By Lucy Caulkett-
A lettings boss from Dorsett has been banned after £34,000 of tenants was spent on her company, instead of being safeguarded on behalf of her tenants.
46 year old Kari Jade Ridout , from Blandford Forum, Dorset, was the sole director of Woodhouse Residential Lettings Limited, a lettings management company that began trading in 2013 predominately in the Dorset area.
As part of its services, Woodhouse Residential Lettings operated a government-backed custodial deposit scheme where in accordance with the Housing Act 2004 the company would safely hold onto tenants’ deposits on behalf of their landlords.
However, just four years after the company started to trade, Woodhouse Residential Lettings entered into Creditors Voluntary Liquidation in May 2017. Independent insolvency practitioners were appointed to wind-up the business before submitting their report to the Insolvency Service. This triggered an investigation which found that Kari Ridout failed to safeguard more than £34,000 worth of deposits.
Investigators established that over two years between May 2015 and the date the company went into liquidation, Woodhouse Residential Lettings collected thousands of pounds worth of deposits from tenants in relation to at least 24 properties, but did not pay them into the custodial deposit scheme.
Instead, the £34,000 was spent, along with general working capital, on the expenses of running the company.
On 16 November 2018, the Secretary of State accepted a disqualification undertaking from Kari Ridout for 6 years, after she admitted failing to ensure that deposits taken from tenants by the company totalling at least £34,610 were safeguarded, as required by the Housing Act 2004.
Effective from 7 December 2018, Kari Ridout is banned for 6 years from acting as a director or directly or indirectly becoming involved, without the permission of the court, in the promotion, formation or management of a company.

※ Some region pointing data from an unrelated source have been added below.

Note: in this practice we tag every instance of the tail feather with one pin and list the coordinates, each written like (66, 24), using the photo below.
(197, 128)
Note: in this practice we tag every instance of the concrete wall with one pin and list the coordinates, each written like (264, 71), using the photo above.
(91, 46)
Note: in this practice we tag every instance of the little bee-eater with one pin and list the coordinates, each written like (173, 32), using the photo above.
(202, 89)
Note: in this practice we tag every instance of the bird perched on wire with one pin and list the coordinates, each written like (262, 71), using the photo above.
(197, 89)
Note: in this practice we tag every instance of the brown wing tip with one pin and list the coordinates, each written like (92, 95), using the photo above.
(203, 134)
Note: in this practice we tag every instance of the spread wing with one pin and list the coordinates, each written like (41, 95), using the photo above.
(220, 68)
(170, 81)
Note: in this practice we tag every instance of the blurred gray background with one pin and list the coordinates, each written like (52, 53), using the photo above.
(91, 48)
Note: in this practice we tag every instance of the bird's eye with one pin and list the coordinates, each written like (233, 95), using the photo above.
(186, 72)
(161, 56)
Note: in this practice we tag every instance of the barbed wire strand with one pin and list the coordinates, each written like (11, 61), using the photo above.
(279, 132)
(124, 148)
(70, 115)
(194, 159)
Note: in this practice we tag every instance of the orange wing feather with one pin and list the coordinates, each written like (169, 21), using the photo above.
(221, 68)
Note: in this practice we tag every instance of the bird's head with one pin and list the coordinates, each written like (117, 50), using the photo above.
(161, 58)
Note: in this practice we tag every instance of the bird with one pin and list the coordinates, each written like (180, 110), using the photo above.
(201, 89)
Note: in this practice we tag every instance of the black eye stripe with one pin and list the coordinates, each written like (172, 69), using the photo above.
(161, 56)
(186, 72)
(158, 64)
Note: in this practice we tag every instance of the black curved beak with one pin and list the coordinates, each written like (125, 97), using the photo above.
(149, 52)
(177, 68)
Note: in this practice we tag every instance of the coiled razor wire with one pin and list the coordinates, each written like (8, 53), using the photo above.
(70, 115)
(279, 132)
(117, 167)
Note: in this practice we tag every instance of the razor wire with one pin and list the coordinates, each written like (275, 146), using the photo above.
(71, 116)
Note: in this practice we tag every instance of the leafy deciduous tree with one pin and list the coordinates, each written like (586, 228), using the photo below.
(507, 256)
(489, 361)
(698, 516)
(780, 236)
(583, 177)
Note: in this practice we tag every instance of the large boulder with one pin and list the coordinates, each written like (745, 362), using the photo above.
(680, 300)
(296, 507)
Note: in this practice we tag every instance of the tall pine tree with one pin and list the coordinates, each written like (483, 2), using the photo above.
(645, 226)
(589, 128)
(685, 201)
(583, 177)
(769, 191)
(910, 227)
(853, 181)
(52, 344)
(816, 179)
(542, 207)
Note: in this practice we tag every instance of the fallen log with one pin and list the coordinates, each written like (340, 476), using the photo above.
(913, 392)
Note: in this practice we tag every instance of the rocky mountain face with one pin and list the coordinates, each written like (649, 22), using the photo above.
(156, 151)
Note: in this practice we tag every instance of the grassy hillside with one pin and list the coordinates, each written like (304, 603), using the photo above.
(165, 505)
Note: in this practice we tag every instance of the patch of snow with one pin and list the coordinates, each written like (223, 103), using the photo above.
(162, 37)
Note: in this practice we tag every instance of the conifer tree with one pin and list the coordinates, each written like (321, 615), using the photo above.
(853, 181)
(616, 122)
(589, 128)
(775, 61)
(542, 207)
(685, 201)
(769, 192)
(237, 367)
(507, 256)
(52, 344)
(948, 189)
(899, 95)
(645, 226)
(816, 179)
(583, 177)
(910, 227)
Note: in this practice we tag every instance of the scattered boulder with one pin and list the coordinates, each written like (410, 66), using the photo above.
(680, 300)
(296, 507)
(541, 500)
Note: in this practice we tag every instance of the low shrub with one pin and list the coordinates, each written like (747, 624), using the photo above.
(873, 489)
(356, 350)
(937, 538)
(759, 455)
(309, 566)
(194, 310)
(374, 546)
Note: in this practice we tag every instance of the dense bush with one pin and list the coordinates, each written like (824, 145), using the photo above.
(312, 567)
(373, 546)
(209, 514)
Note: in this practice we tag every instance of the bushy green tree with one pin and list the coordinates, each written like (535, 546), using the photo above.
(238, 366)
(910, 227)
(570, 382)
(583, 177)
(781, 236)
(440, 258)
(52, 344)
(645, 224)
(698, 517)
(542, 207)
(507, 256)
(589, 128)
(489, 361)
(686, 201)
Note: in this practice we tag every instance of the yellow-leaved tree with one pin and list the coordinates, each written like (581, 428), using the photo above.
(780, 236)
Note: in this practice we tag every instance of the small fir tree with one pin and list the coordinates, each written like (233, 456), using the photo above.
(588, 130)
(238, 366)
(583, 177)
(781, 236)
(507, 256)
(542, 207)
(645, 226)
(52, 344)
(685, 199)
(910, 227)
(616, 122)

Jane Knight, the Insolvency Service’s Deputy Head of Insolvent Investigations, said:
Kari Ridout failed to safeguard the deposits she was entrusted to hold onto, resulting in losses to both landlords and tenants. Her conduct fell short of what is required of a director of a limited liability company and her disqualification will act as a deterrent to others from similar conduct in the future.